Host-based backup of VMware vSphere VMs.
Post Reply
kjstech
Expert
Posts: 160
Liked: 16 times
Joined: Jan 17, 2014 4:12 pm
Full Name: Keith S
Contact:

V9: random soap fault- vm backup failure

Post by kjstech »

Hi, running v9 since last week and today I experienced my first set of failed backups. There are a small number of VM's that completely failed backup (including the retries) with messages like this:

Code: Select all

Error: Soap fault. fault.InvalidArgument.summaryDetail: '<InvalidArgumentFault xmlns="urn:internalvim25" xsi:type="InvalidArgument"><invalidProperty>deviceKey</invalidProperty></InvalidArgumentFault>', endpoint: '' Failed to upload disk. Agent failed to process method {DataTransfer.SyncDisk}.
Any idea what this means? Thanks!
PTide
Product Manager
Posts: 6408
Liked: 724 times
Joined: May 19, 2015 1:46 pm
Contact:

Re: V9: random soap fault- vm backup failure

Post by PTide »

Hi,

A closer look to logs is needed. Please open a case with support team and post your case ID here. Do those VMs differ somehow from others? Also, this KB is worth checking.

Thank you.
kjstech
Expert
Posts: 160
Liked: 16 times
Joined: Jan 17, 2014 4:12 pm
Full Name: Keith S
Contact:

Re: V9: random soap fault- vm backup failure

Post by kjstech »

Thanks 01671181 created.
kjstech
Expert
Posts: 160
Liked: 16 times
Joined: Jan 17, 2014 4:12 pm
Full Name: Keith S
Contact:

Re: V9: random soap fault- vm backup failure

Post by kjstech » 1 person likes this post

While not detailed in the daily job log summaries, an examination of full logs to support yielded this gem:

Code: Select all

[18.01.2016 20:43:42] <  2824>      >>  |--tr:Failed to enumerate changed areas of the disk using CTK. Device key: [2001], size: [1319413952512]. VM ref: [vm-5231]. Change ID: [52 e2 b4 c9 f2 dc ad bf-a6 38 24 10 b0 ff ce e9/504]
Since its referencing CTK, we decided to try that vmware powershell script from Veeam KB1113 on this machine (and the few others). Last night the job completed fine for the machine in question.

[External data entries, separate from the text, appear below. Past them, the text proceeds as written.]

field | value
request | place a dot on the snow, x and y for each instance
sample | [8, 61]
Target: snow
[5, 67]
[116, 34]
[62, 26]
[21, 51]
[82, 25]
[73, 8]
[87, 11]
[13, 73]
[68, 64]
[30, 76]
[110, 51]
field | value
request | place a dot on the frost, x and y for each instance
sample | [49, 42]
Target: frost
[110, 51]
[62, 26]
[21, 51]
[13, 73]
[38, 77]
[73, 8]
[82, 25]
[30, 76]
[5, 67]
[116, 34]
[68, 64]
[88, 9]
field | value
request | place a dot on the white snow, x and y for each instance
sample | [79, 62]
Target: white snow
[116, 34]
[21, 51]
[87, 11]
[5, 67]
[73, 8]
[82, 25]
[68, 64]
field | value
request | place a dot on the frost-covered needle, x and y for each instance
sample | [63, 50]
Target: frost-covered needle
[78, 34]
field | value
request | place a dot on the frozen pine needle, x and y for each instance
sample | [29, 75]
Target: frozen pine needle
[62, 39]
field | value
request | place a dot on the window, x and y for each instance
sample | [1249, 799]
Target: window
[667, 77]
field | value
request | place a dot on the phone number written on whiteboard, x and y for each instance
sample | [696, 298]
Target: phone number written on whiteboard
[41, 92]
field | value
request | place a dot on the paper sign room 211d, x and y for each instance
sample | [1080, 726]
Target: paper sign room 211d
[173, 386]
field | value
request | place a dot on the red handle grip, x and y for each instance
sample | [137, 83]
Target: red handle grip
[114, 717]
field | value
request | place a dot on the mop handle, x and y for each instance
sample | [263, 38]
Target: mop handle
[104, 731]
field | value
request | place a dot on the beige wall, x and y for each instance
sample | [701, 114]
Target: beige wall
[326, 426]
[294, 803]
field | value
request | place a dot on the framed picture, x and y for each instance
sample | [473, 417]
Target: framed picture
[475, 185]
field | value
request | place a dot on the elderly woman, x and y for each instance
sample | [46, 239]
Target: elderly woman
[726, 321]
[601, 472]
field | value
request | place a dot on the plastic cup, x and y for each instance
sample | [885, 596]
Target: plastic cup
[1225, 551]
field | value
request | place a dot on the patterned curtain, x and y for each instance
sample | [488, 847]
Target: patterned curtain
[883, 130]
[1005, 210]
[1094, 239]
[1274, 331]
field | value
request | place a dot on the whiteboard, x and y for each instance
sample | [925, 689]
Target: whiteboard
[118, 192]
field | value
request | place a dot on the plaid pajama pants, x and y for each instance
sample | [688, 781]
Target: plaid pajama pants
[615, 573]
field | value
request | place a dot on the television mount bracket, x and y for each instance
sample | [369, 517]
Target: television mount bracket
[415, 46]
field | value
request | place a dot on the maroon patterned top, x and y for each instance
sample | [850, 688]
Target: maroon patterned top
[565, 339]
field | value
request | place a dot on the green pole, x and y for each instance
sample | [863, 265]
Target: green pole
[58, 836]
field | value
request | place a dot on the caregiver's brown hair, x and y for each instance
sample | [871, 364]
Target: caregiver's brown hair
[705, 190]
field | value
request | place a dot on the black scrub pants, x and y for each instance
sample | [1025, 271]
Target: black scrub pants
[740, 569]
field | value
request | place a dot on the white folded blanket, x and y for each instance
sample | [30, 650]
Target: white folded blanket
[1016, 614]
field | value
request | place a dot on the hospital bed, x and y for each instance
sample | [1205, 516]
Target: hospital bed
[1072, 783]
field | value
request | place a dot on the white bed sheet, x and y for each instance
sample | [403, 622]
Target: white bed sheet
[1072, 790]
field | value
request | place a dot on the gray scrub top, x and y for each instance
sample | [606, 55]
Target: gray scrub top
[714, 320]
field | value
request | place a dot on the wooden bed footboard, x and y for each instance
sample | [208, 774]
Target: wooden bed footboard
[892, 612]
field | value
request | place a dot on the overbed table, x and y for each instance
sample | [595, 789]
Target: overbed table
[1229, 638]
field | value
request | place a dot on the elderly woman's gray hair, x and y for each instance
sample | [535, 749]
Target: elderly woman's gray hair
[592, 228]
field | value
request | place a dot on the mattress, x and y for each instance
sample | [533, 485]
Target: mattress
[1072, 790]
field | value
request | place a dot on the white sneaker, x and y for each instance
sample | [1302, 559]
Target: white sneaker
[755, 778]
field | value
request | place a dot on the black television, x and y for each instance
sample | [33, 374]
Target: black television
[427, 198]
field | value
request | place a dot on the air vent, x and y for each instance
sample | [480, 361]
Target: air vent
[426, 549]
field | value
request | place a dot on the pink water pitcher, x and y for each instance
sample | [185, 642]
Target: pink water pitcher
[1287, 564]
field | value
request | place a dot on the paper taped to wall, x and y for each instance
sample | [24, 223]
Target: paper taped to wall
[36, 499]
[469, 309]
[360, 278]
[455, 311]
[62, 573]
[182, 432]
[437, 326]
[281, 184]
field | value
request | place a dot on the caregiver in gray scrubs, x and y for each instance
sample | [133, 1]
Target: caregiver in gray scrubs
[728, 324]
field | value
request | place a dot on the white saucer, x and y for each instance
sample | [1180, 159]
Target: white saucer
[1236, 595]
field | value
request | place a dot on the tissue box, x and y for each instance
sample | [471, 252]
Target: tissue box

It still is odd that it began to happen out of the blue when there were no updates to vSphere or ESXi.
PTide
Product Manager
Posts: 6408
Liked: 724 times
Joined: May 19, 2015 1:46 pm
Contact:

Re: V9: random soap fault- vm backup failure

Post by PTide »

Thank you for feedback! As it was mentioned in release notes, it's considered to be a best practice to reset CBT after new installs/updates. Please see this thread and this KB for more info.
kjstech
Expert
Posts: 160
Liked: 16 times
Joined: Jan 17, 2014 4:12 pm
Full Name: Keith S
Contact:

Re: V9: random soap fault- vm backup failure

Post by kjstech »

It happened again tonight. Just got the failure again. Here's what the email says:

Code: Select all

Error: Soap fault. fault.InvalidArgument.summaryDetail: '<InvalidArgumentFault xmlns="urn:internalvim25" xsi:type="InvalidArgument"><invalidProperty>deviceKey</invalidProperty></InvalidArgumentFault>', endpoint: '' Failed to upload disk. Agent failed to process method {DataTransfer.SyncDisk}. Exception from server: Soap fault. fault.InvalidArgument.summaryDetail: '<InvalidArgumentFault xmlns="urn:internalvim25" xsi:type="InvalidArgument"><invalidProperty>deviceKey</invalidProperty></InvalidArgumentFault>

I will update the case tomorrow.

I don't know, do we have to reset CBT every night?
PTide
Product Manager
Posts: 6408
Liked: 724 times
Joined: May 19, 2015 1:46 pm
Contact:

Re: V9: random soap fault- vm backup failure

Post by PTide »

I don't know, do we have to reset CBT every night?
Of course not. That's an unexpected behaviour so please keep working with support team.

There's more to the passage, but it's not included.